Anyone who knows the vaguest about the operation of HDs knows that these manufacturers are already pushing the HD design envelope into unreliability. Raw data coming off HDs is already below the noise and has been so for quite some time, and if it weren't for very efficient data separators and error correction these HDs wouldn't have a hope in Hades of ever working let alone make it out of the factory. Essentially, the data density on large terabyte HDs is so high that what is recorded is hardly recorded at all.

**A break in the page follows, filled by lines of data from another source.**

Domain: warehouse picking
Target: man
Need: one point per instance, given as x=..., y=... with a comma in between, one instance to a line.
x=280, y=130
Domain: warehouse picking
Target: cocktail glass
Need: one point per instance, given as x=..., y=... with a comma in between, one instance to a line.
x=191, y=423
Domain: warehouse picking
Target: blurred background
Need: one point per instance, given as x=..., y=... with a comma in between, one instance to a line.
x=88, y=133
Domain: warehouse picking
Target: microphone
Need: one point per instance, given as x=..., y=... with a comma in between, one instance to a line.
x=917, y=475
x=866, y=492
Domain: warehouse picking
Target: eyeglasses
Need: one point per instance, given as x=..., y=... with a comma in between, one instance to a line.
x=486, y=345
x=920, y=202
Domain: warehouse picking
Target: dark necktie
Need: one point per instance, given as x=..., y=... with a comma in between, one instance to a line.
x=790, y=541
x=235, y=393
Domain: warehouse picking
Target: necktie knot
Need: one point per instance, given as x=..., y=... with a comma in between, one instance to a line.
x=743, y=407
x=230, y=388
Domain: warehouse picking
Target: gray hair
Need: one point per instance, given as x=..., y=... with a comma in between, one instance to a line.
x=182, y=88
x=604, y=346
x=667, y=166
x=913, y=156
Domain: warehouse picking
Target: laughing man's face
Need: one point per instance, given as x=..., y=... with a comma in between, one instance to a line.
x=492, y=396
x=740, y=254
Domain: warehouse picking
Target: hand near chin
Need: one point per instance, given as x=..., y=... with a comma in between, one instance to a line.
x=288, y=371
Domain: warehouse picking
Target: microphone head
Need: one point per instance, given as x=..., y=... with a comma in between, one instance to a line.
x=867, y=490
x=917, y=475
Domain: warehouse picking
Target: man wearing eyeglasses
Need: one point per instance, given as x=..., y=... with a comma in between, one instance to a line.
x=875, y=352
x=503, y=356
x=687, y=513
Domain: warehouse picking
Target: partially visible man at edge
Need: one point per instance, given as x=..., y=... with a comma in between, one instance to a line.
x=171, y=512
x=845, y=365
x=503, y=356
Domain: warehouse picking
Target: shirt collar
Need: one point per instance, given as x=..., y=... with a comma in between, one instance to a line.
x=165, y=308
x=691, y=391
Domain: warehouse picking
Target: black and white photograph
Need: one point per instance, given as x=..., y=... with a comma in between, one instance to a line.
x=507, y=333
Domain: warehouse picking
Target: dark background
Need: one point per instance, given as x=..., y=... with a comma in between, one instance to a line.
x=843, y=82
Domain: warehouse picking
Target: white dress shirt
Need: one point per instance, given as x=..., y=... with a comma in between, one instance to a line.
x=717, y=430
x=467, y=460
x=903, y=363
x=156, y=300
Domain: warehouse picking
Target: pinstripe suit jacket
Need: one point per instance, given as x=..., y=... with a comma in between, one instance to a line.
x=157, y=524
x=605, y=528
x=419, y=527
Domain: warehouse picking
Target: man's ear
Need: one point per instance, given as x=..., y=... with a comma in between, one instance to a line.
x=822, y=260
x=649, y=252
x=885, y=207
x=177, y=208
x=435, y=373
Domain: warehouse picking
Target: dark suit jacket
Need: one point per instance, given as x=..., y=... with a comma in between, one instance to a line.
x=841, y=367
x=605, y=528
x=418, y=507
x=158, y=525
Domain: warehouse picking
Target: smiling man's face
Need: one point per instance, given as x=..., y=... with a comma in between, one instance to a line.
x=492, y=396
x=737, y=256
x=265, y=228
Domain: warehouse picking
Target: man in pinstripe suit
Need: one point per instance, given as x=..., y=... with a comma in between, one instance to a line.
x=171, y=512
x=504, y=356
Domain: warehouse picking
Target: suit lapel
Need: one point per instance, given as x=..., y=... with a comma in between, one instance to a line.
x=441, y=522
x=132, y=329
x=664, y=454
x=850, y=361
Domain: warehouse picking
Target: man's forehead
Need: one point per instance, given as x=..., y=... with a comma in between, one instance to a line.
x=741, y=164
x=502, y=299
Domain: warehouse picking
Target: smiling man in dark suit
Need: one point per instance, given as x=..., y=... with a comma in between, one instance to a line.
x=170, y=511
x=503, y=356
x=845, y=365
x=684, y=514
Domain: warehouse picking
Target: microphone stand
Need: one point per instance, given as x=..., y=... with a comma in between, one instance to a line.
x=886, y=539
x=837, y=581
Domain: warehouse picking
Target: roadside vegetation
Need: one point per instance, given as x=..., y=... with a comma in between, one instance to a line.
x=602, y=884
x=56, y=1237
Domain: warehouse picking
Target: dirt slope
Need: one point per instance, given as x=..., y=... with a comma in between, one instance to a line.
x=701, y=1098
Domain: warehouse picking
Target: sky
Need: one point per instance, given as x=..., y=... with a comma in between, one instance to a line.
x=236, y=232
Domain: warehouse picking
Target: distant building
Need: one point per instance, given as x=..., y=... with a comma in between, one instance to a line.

One of the consequences is that even when HDs are used as non-operating backups they'll often fail in storage. It's a risky business keeping a drive containing a million or so files stored for a year or two, it's far from a certainty that you'll get the data back after this time. This means that users have to employ more redundancy by using more B/U drives--the drive price war is really a false economy, users end up eventually paying the equivalent of much better manufactured drives but with a lot less convenience.
If drive manufacturers are to wean many of us off SSDs back to HDs then they'd better stop the bullshit about MTBFs of millions of hours--which most know is utter crap--and genuinely make their drives more reliable.
Here's a few suggestions:
1. Make the essentially useless S.M.A.R.T. reporting system actually work by being effective and meaningful.
2. Build beepers and indicators into HDs that scream out audible warnings and flashing lights at the first sign of trouble, these failure indicators would work independently of any computer--just power-on would be enough.
3. Build in redundancy--a complete and independent second head assembly with its own separate head amp electronics and such (in normal operation this could be used to increase drive throughput).
4. Provide a rescue/data recovery mode--drive goes into slow speed mode where heads are lowered very close to or onto the surface for a once-only recovery pass.
5. Provide standardised outputs between the HDs PWA/electronics and the drive chamber electronics--when the drive electronics fails then it's easily replaced or the chamber can be easily coupled to external recovery electronics.
6. Stop the ridiculous secrecy surrounding the operation of HDs which stops people rescuing their data from failed drives. Tell users about the internal drive protocols and how the manufacturing test jig connections work etc.
Of course, such notions are both obvious and revolutionary--so revolutionary in fact that we'd be back to the way electronic maintenance was done prior to say 1980 when maintenance handbooks, revision sheets and circuit diagrams were commonplace and openly available.
However, don't hold your breath. In this age of secrecy, hidden IP info and such, manufacturers would, it seems, prefer to go broke than provide the customers with what they actually want: i.e. reasonable protection that their valuable data won't vanish off into the never-never.